La ville voisine de Pripiat où vivaient paisiblement 40.000 personnes, dont les travailleurs de la centrale et leurs familles, a été totalement évacuée. Aujourd’hui, les arbres poussent à travers les rues et les bâtiments. La nature a complètement pris le dessus sur la ville fantôme.
À sa place, à 50 kilomètres de Tchernobyl, une nouvelle ville appelée Slavoutytch a été construite. Il s’agissait d’un effort conjoint d’architectes et de travailleurs de la construction de différentes républiques de l’ancienne Union Soviétique. Slavoutytch est devenue une amusante combinaison de styles issus de l’Estonie à la Géorgie en passant par le Kazakhstan.
En 1993, le Syndicat ukrainien des Travailleurs du Nucléaire, Atomprofspilka s’est affilié à l’ICEM, une des organisations fondatrices d’IndustriALL Global Union. Je suis devenu le Responsable des Industries de l’Énergie de l’ICEM peu de temps après cela. C’est ainsi qu’en compagnie de mes collègues, j’ai commencé à travailler avec notre syndicat ukrainien.
C’était un défi que de convaincre les dirigeants de nos syndicats ukrainiens que les réacteurs restants de la centrale de Tchernobyl devaient être arrêtés. La technologie n’était pas sûre. Tchernobyl avait été une sorte de vaisseau amiral, avec de bons salaires et de bonnes conditions pour les travailleurs et leurs familles. Il était donc difficile, en particulier pour les dirigeants locaux, d’accepter que la centrale de Tchernobyl devait être abandonnée.
Mais le réacteur n°4, en dépit du sarcophage de béton construit autour de lui, fuyait. En 1997, les pays du G8 se sont mis d’accord pour créer le Fonds pour la réalisation d’un massif de protection à Tchernobyl (CSF) afin de construire un confinement sûr d’une valeur de plus d’un milliard de dollars. Les travaux ne sont toujours pas terminés.
Notre tâche principale, en tant que syndicats, était de nous occuper des travailleurs et travailleuses. Les réacteurs 1 à 3 ont été mis à l’arrêt un à un dans les annés 1990, à plusieurs années d’interval, ce qui a rendu la Transition juste plus simple. La plupart des travailleurs et travailleuses ont obtenu un emploi dans d’autres centrales nucléaires ukrainiennes, qui avaient recours à des technologies plus sûres.
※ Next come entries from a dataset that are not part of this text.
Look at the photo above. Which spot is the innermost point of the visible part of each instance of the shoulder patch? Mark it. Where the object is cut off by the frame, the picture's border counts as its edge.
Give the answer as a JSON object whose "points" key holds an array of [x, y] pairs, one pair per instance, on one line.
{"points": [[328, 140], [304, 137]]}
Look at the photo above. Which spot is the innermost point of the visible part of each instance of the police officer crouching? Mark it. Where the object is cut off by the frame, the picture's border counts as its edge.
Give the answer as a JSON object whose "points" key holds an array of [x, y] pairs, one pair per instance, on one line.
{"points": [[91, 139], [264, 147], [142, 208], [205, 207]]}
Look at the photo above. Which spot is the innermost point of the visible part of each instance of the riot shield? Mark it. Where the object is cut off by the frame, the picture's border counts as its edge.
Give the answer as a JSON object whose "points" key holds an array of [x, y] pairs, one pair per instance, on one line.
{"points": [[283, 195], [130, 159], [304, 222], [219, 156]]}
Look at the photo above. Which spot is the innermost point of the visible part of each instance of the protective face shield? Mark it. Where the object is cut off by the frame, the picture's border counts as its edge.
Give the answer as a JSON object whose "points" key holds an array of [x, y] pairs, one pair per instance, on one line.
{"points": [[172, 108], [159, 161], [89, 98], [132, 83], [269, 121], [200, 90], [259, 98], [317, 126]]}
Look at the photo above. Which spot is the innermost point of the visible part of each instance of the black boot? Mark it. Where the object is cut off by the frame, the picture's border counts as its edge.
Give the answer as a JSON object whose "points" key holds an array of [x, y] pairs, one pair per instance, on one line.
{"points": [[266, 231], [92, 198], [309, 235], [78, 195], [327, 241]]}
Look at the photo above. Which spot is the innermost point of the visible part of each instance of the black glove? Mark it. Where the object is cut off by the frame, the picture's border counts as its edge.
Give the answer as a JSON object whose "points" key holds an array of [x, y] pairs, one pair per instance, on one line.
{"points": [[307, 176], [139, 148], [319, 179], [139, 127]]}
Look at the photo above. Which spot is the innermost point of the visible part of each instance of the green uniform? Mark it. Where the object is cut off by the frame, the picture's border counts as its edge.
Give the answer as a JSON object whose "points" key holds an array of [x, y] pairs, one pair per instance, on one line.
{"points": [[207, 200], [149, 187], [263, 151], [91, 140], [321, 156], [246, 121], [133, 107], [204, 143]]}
Enfin, le parlement ukrainien a adopté une loi qui garantissait une retraite anticipée pour des milliers de travailleurs. Mais tout n’est pas parfait, car en raison d’une crise financière, le gouvernement a décidé de réduire ces prestations.
Aujourd’hui, 2.500 travailleurs et travailleuses sont toujours actifs sur le site, s’occupant de la sécurité et de la surveillance. La ville de Slavoutytch s’est développée et compte une population de 25.000 personnes, avec des micro-entreprises et de nouveaux emplois, grâce aux mesures de politique industrielle actives prises par les autorités.
J’ai visité plusieurs fois la centrale nucléaire de Tchernobyl et Slavoutytch à la fin des années 1990. Les peintures murales, réalisées sur commande de l’ICEM par l’artiste américain Mike Alewitz en 1996, restituent en grande partie l’émotion que nous ressentions à cette époque : “Sur les cendres du passé, nous construirons un monde nouveau, solidairement”.
Les travailleurs et travailleuses de Tchernobyl avaient besoin d’une Transition juste après la fermeture de leur centrale nucléaire. Prendre soin des travailleurs et travailleuses, de leurs familles et des communautés qui sont les leurs sera également une tâche importante pour la grande famille mondiale que constitue IndustriALL, dans le cadre des transformations que connaîtra l’énergie dans la foulée de l’accord de Paris sur le changement climatique.